Magnesium's low heat content per unit volume permits die casting rates that are frequently one and a half times faster than aluminum, and its low reactivity with iron usually results in twice the die life of a similar aluminum part. Magnesium is dimensionally stable because of its consistent shrink rate, and close casting and machining tolerances can be held without stress relief.

Magnesium is thixotropic, with thixotropy refering to the property of semi-solid materials to become more fluid when shear energy is applied. In conventional die casting, it is necessary to superheat the metal material to provide proper flow and mold filling. In Thixomat Inc.'s Thixomolding process, magnesium is heated only to a semi-solid form by simultaneous application of shear and temperature to control viscosity. Temperatures are 100°C (212°F) cooler than in die casting.

At room temperature, pellet-sized chips of magnesium alloy are fed into the hopper and into the barrel of a Thixomolding machine under a blanket of cool argon gas. The material is progressively heated in the barrel from a solid state to a uniform, semi-solid state under tightly controlled conditions. After the material has achieved a predetermined shot size, it is injected at very high pressure and speed into the vacuumized mold cavity. Molded parts are automatically removed. According to the company, the process permits the elimination of virtually all secondary machining operations and produces parts with significantly reduced porosity, better surface finish, and tighter dimensional tolerances. Many molds built for plastic-injection molding can be used for Thixomolding.

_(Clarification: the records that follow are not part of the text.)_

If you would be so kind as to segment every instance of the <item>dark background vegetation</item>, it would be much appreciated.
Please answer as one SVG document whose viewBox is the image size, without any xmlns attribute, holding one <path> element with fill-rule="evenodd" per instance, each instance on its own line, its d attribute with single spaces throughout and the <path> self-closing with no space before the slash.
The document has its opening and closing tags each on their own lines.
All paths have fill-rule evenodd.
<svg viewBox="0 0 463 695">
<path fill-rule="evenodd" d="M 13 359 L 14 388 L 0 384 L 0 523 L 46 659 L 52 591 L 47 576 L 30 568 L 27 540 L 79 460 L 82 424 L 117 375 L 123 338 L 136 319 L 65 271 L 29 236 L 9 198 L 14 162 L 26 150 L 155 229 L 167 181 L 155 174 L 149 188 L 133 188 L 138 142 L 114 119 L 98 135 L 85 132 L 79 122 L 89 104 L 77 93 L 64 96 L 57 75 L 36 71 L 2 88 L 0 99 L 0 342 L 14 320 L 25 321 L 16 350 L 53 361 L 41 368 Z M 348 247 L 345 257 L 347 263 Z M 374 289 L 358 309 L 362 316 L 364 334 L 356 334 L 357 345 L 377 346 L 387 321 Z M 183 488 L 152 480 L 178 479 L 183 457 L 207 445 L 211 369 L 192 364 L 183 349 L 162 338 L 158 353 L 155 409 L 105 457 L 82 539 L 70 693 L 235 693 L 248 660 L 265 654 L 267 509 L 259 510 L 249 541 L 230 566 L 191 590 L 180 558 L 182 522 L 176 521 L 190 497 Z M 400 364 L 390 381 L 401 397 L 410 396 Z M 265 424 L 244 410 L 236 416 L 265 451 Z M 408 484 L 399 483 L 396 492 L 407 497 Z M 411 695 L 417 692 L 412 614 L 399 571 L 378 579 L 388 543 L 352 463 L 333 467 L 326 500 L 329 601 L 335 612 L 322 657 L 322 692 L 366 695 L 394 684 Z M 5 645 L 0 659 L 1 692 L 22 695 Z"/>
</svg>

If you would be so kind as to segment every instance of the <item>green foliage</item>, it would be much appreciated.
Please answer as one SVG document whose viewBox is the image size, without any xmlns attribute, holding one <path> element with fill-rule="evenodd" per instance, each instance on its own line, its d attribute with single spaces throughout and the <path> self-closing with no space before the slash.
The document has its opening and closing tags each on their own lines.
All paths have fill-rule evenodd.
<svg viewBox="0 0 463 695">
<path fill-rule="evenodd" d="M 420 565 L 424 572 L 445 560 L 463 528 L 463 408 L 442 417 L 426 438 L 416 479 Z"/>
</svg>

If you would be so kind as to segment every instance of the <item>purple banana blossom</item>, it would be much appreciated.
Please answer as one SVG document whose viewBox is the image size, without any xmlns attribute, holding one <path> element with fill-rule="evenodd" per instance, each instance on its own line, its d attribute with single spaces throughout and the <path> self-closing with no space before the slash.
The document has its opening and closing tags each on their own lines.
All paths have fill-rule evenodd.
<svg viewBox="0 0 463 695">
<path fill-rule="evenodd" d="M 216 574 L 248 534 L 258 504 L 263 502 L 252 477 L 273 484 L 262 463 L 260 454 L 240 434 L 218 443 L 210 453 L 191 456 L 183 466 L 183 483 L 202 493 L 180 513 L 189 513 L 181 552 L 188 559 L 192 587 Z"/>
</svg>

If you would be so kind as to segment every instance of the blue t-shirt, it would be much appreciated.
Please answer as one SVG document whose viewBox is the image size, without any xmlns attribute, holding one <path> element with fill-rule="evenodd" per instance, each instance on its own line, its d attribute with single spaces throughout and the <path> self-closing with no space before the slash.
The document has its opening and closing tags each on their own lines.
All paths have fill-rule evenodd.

Production automotive magnesium components are predominantly used in interior applications, such as steering column brackets, instrument panels, seat frames, steering wheels, ashtray doors, sunroof track assemblies, and mounting structures for compact disc/cassette players (AEI June 2000). In 1990, a typical vehicle consisted of 1.4 kg (3 lb) of magnesium. Ten years later, a typical vehicle has about 3.6 kg (8 lb) of magnesium. Future applications may expand to high-temperature areas under the hood, such as automatic transmission cases and engine components. Noranda Inc. recently developed three die-cast (cold chamber) magnesium alloys, and further evaluations for high-temperature strength and creep resistance continue.

In 1996, Ford invested in the Australian Magnesium Corp. (AMC) to ensure an affordable and reliable source of magnesium. Starting in 2002 when AMC begins production, Ford is guaranteed 50% of its output at a pre-arranged price. It is little wonder then that Ford projects its use of magnesium will grow from 2.3 kg (5 lb) per vehicle today to equaling current aluminum composition levels of about 113 kg (250 lb) per vehicle over the next two decades. Ford's projected use of 40,000 to 50,000 t (44,100 to 55,115 ton) of magnesium in the 2004/05 timeframe includes body structures as well as instrument panel structures. The 2001 Ford Explorer will have a magnesium instrument panel structure, which will eventually reach across to the entire F-Series line.